Tomatoes are packed with nutrition as an excellent source of beta-carotene, vitamins C, K, B6, folic acid and fiber. This tasty fruit (both fresh and canned) is also packed with lycopene - a red carotene that has been shown to be protective against certain cancers as well as heart and eye disease.

This soup lends itself well to being made ahead of time. Step out of the box, have some fun with it and serve it in a cool glass or take it in a thermos on a picnic.

Ingredients:

  • 6 ripe tomatoes, peeled, seeded, diced
  • 1 - 2" slice your favorite bread, torn into pieces
  • 1 English cucumber, peeled and diced, ¼ cup reserved for garnish
  • 1 red bell pepper, diced, ¼ cup reserved for garnish
  • 2 cloves garlic
  • 2 green onions, sliced, 1 Tbl reserved for garnish
  • 2 Tbl Spanish Sherry Vinegar
  • 2 Tbl Extra Virgin Olive Oil
  • 1/2 cup to 1 cup cold water
  • Sea salt and freshly ground pepper to taste

Place all ingredients into the work bowl of a food processor or in a stainless steel bowl if using a hand blender. Blend until smooth. Strain the puree through fine mesh strainer. Add enough water to make consistency of choice, but make sure you don't dilute the flavor. Season with salt and pepper, then refrigerate to chill the soup. Before serving, garnish with reserved cucumber and red bell pepper.

Here is a tip for peeling tomatoes. Go get yourself a serrated vegetable peeler. They are great for peeling tough items such as tomatoes. From there, cut the peeled tomato in half around the middle and use your fingers to remove the seeds.
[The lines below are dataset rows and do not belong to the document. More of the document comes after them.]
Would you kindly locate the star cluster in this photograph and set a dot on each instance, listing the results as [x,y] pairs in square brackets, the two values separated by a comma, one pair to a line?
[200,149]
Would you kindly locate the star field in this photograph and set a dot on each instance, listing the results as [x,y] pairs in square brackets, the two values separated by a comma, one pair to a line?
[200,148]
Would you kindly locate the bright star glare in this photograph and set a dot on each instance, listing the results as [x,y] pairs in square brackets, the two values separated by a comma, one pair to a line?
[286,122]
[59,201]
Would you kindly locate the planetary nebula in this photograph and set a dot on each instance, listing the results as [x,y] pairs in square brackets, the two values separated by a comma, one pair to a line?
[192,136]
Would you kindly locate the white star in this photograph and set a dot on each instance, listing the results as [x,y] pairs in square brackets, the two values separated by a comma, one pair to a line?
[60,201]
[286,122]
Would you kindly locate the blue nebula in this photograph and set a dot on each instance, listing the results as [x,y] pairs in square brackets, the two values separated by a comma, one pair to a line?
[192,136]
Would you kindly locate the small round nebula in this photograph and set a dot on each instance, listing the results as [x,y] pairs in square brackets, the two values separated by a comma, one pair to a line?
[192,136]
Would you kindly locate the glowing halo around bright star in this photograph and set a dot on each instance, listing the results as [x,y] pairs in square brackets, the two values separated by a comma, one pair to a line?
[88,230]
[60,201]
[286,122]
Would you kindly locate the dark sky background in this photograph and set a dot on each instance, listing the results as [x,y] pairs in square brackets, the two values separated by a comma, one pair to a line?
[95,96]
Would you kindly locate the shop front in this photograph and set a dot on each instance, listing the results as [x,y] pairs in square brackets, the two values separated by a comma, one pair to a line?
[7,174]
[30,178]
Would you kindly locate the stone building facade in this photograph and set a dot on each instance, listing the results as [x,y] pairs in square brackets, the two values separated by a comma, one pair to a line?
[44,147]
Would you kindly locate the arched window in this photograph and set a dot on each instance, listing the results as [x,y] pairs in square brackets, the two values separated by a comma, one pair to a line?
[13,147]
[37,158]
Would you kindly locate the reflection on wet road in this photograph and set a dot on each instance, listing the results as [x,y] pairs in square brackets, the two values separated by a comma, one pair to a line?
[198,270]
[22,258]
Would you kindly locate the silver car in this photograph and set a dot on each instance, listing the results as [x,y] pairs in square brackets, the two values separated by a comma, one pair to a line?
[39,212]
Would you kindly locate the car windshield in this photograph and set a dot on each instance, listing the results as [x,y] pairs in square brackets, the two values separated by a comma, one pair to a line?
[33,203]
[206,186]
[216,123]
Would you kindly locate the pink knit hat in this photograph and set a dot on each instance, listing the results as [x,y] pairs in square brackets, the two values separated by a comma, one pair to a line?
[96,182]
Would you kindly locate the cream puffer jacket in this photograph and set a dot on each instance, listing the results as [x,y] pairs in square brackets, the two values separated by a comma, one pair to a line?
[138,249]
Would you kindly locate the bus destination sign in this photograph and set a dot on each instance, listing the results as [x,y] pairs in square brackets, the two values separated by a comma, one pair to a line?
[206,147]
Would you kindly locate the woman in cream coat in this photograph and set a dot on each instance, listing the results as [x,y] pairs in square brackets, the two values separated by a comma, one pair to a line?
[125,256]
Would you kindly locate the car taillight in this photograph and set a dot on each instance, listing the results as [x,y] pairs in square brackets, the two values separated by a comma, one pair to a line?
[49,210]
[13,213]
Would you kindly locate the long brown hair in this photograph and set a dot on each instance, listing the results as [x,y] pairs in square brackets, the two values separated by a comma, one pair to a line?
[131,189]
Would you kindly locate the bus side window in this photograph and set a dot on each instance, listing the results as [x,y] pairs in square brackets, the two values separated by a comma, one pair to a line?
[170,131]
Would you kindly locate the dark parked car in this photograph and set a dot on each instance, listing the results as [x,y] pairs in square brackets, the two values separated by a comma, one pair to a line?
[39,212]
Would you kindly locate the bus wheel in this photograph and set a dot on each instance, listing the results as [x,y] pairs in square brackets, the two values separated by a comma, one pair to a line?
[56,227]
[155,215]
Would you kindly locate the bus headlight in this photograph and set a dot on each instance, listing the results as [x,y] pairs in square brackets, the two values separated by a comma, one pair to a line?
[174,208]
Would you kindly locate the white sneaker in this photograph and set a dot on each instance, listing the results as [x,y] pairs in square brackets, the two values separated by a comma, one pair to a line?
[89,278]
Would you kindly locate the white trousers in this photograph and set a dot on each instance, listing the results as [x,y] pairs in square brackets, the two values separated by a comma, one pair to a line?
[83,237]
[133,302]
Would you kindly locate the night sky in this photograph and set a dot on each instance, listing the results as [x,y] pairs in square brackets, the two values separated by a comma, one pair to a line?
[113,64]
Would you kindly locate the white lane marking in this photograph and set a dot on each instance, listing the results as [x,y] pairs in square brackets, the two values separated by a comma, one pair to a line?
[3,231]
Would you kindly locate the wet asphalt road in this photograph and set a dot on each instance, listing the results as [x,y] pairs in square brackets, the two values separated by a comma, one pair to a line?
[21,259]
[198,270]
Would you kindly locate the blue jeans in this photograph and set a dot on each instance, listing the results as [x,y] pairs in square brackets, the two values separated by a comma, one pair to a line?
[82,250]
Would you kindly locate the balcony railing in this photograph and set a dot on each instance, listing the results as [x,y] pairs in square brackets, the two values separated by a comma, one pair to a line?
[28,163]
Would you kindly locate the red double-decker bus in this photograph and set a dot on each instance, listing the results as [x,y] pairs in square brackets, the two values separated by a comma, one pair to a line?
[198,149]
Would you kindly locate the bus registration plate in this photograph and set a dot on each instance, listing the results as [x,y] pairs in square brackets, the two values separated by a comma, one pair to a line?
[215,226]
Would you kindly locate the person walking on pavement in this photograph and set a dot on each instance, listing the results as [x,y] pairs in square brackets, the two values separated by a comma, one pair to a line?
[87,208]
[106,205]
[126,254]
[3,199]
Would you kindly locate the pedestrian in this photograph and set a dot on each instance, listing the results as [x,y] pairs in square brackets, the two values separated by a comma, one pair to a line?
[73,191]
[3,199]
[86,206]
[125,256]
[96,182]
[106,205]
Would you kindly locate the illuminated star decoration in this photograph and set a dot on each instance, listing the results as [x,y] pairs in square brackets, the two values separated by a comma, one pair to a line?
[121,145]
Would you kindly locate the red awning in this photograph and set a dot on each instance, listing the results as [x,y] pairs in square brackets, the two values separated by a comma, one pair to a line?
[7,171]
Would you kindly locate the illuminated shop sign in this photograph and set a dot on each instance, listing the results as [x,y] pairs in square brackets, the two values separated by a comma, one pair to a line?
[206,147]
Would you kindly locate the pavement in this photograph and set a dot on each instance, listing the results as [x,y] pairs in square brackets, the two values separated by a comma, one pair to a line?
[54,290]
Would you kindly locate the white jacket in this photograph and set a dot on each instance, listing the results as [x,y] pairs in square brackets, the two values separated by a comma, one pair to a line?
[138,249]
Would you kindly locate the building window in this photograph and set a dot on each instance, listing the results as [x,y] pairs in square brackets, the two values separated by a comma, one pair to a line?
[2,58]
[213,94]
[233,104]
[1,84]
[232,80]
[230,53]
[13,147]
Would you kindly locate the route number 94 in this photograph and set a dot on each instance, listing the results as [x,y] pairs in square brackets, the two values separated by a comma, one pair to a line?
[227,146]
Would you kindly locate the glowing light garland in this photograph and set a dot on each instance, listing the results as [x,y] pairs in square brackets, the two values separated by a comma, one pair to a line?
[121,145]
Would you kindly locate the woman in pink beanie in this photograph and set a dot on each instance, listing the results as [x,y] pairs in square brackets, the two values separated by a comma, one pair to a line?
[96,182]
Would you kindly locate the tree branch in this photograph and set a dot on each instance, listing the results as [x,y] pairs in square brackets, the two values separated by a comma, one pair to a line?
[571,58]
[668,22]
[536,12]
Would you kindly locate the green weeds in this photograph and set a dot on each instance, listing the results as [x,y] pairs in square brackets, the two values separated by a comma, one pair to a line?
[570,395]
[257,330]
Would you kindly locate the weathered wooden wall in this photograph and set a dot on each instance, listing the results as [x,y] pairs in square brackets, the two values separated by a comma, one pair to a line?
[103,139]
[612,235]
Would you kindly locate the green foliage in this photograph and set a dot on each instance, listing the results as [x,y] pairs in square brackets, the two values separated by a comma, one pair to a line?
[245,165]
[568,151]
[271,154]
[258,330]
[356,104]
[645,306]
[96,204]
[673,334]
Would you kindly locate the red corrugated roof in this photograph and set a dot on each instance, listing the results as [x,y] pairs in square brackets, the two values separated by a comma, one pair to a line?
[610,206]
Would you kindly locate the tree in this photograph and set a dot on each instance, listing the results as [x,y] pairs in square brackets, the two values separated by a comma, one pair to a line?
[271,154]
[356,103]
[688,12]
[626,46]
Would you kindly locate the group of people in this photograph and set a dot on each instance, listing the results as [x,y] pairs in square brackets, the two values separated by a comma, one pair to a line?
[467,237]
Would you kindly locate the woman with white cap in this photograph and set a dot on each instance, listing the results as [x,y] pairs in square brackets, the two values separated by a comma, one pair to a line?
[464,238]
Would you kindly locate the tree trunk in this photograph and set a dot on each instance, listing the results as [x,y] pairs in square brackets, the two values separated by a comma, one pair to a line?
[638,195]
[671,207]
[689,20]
Another tip, spend your time on dicing the portion of the vegetables for garnish, not on the portion of vegetables that go into the food processor!

For more information on The Warming Hut and Cafe Crissy + Golden Gate Parks Conservancy, visit www.parksconservancy.org

About Mat Schuster:
Mat Schuster is a Bay area chef, cooking teacher and Nutrition Educator. While finishing his undergrad degree at Emory University, Mat traveled abroad to Italy where he cultivated his love for cooking. Upon returning to the United States, Mat joined up at the California Culinary Academy's College of Food in San Diego and Bauman College in Berkeley where he attained his Nutrition Educator status. Mat has been a class manager and cooking instructor for Draeger's Culinary Center in the Bay area and Cooking Class Coordinator and Instructor for Whole Foods Market. Mat was the Chef and Manger for the Court Café at the San Francisco Bay Club and currently is the Chef and Manager for The Golden Gate Parks Conservancy's beloved cafes, The Warming Hut and Cafe Crissy. Mat continues to teach cooking classes for Parties that Cook, Whole Foods Market, Sur la Table, Ramekins and others.